DLC was once a proud thing within the gaming industry. We got entire expansion packs that might as well have been sequels to the game, but for the same price nowadays, that might get you a costume and a map. There has been a sort of resurgence of good quality expansions nowadays, however. Far Cry 3 Blood Dragon, Assassin’s Creed Freedom Cry and Dragon’s Dogma Dark Arisen provided us with great, quality experiences for a fraction of the cost of the game they are based off of. Blood Dragon in particular was a massive success because it felt like an entirely different game, but used the same mechanics and assets of Far Cry 3. However, these games can be seen as more standalone releases rather than DLC, but they do use a lot of their core games’ qualities which labels them as DLC for me.

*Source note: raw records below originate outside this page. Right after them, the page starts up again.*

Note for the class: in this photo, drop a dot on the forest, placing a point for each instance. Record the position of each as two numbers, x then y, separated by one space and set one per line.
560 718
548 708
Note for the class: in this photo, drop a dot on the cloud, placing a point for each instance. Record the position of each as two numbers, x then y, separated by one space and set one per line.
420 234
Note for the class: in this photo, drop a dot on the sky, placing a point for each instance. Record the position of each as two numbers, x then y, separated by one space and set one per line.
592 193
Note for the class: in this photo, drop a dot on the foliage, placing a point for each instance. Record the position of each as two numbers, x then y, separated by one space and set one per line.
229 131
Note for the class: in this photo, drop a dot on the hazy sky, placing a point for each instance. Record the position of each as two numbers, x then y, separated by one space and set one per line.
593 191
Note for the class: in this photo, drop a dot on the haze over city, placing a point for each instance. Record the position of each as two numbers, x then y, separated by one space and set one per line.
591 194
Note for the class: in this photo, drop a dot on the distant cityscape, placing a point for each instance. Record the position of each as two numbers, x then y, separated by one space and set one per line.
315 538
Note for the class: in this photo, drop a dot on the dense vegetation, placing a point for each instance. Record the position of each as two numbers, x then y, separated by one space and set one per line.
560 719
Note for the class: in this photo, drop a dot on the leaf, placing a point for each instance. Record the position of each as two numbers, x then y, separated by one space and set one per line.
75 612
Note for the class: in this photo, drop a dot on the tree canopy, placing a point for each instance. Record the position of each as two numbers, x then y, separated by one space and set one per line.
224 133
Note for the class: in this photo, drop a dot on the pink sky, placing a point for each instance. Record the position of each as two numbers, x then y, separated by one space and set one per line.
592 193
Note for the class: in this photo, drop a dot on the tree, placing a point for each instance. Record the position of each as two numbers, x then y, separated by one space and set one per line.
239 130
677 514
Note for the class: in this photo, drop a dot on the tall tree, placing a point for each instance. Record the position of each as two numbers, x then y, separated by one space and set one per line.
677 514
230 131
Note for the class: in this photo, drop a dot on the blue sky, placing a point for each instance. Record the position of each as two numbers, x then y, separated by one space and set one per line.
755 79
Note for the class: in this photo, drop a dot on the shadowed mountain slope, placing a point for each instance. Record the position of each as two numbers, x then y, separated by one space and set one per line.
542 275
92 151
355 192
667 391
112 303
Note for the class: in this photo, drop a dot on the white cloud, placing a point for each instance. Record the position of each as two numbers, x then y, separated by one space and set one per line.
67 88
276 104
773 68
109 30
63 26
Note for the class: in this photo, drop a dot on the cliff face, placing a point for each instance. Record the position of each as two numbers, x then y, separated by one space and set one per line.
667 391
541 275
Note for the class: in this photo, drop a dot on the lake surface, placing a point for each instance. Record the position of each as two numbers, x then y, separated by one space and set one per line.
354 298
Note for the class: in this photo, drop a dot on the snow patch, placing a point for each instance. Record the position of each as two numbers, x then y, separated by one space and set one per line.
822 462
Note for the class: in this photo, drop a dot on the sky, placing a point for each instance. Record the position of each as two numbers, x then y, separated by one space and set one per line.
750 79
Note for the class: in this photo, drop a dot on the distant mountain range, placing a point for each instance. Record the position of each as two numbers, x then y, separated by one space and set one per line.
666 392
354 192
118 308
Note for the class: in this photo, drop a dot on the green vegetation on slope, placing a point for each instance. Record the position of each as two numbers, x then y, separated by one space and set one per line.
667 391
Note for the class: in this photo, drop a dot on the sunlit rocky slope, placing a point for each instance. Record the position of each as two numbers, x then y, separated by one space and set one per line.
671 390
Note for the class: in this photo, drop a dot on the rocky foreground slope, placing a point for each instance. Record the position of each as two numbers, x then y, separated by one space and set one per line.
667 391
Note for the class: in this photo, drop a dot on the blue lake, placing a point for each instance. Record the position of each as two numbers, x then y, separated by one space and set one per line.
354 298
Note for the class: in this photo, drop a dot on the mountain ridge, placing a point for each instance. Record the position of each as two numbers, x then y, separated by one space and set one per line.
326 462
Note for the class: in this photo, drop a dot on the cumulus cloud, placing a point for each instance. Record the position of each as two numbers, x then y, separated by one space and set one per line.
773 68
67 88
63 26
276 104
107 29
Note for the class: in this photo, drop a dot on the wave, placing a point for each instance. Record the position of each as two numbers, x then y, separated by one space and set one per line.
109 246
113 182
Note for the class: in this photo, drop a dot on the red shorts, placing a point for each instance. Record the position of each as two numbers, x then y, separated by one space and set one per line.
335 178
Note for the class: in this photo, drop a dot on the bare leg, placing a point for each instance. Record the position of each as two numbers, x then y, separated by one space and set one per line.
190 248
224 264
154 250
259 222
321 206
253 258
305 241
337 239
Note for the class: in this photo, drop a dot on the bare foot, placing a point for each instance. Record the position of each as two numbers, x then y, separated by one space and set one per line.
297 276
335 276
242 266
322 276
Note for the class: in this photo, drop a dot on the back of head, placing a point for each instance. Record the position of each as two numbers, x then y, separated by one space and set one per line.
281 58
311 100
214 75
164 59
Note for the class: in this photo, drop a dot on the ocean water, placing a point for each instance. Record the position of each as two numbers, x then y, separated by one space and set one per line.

There is some good DLC out there right now. Burial at Sea, Mass Effect 3 Citadel, most of the Fallout New Vegas packs, Skyrim’s Dragonborn, The Last of Us Left Behind and so on. But for every good DLC pack that is released, there are thousands of costume packs, weapon packs, horse armours, dog companions and other pointless crap that adds nothing but fluff to a game. It’s like a plague. Whenever I see the grayed out “downloadable content” option in a newly released game, I sigh rather than be excited for more content.
Developers need to wake up and realize that if they produce quality DLC that it would just sell itself. It’s only beneficial to them, but they would rather take the quick and easy route with minimum effort and produce shovelware just to make a quick buck. Hopefully they see the value in putting in a little more effort for the future’s sake.